2015-2016, Short Story

Stranger in the Crowd

Featured in the 2016 Spring Issue of Rambunctious

By Issy Hanick-Herman, ’16

Never look them in the eye. That’s the first thing they teach you at school.

If you see them, keep your head down, look the other way, but don’t you dare on your life look them in the eye.

I’ve seen them plenty of times. It’s no big deal, really. Just do what’s been drilled into you and no one gets hurt. The first time, when you’re a kid, you get dizzy from the realization of what just happened, and more importantly, what could have happened.

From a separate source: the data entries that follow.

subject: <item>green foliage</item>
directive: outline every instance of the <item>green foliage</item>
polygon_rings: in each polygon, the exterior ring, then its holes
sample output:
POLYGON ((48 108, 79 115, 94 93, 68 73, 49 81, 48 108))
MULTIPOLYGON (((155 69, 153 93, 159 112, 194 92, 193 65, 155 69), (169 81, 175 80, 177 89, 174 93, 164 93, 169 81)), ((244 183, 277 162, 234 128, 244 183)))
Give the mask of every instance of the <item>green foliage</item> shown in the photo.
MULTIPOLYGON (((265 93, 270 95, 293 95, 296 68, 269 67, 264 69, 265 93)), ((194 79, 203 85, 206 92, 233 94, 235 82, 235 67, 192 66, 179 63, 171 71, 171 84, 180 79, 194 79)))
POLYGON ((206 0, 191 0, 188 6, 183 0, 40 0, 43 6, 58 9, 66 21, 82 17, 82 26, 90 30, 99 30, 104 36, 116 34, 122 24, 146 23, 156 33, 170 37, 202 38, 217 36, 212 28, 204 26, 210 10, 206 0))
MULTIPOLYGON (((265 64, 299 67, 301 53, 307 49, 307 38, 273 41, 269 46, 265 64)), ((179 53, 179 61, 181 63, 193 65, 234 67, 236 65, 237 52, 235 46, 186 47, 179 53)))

The first time you see a stranger is one of the most important moments in your life.

“How do you know it’s a stranger?” kids ask on their first day of school.

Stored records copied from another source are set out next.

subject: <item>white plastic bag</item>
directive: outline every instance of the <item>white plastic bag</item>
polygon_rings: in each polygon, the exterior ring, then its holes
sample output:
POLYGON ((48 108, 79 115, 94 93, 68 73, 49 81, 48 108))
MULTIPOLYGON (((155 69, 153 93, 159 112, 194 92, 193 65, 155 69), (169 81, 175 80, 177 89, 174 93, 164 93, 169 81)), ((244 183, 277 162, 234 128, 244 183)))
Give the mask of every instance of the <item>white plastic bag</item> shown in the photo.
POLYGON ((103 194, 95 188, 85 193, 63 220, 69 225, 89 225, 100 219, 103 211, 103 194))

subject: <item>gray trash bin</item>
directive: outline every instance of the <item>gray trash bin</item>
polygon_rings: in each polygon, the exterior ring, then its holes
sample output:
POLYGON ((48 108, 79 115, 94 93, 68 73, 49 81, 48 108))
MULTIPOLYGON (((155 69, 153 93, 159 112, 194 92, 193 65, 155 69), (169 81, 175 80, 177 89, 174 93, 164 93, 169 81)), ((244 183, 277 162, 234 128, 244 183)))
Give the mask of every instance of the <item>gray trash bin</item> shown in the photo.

Then the teacher would smile and sigh a little and say, “That’s a little tricky. Strangers dress just like you and me, but they’re not you and me, see? Anyway, the only way to know for sure if it’s a stranger is to look at their face.”

“But I thought you can’t!” the children always cry.

“No, the face is safe. Just don’t let them make eye-contact with you. So if you see someone and you don’t recognize their face, what do you do?”

“Look away!” said the kids in unison.

And then, there’s always one kid. One kid who asks the question everyone else wants to ask but is too scared to. “What happens if you look a stranger in the eye?”

The teacher hesitates and then says, “Bad things. Very bad things. But it’s okay. Don’t worry about it. Just always walk with an adult and…?”

“Look away!”

I only see them occasionally, about once or twice every two weeks or so. It’s usually when I’m walking back from the store with groceries. I see an unfamiliar face and, like clockwork, bury my eyes in a bag of tomatoes. I wait a few seconds, look up, and they’re gone. With nothing else to see, I just go on my merry way.

You don’t really keep track of when you see one, like you don’t remember every time you’ve brushed your teeth. It just happens, it’s over with, and you forget shortly after. Occasionally you’ll hear on the news that someone (mostly children, unfortunately) looked a stranger in the eye. Everyone gets sad, speaks in hushed voices for a bit, then never mentions them again.

No one knows where strangers come from. They disappear as quickly as they show up. I’m just glad you’re safe. After all, you’ve never looked a stranger in the eye, have you?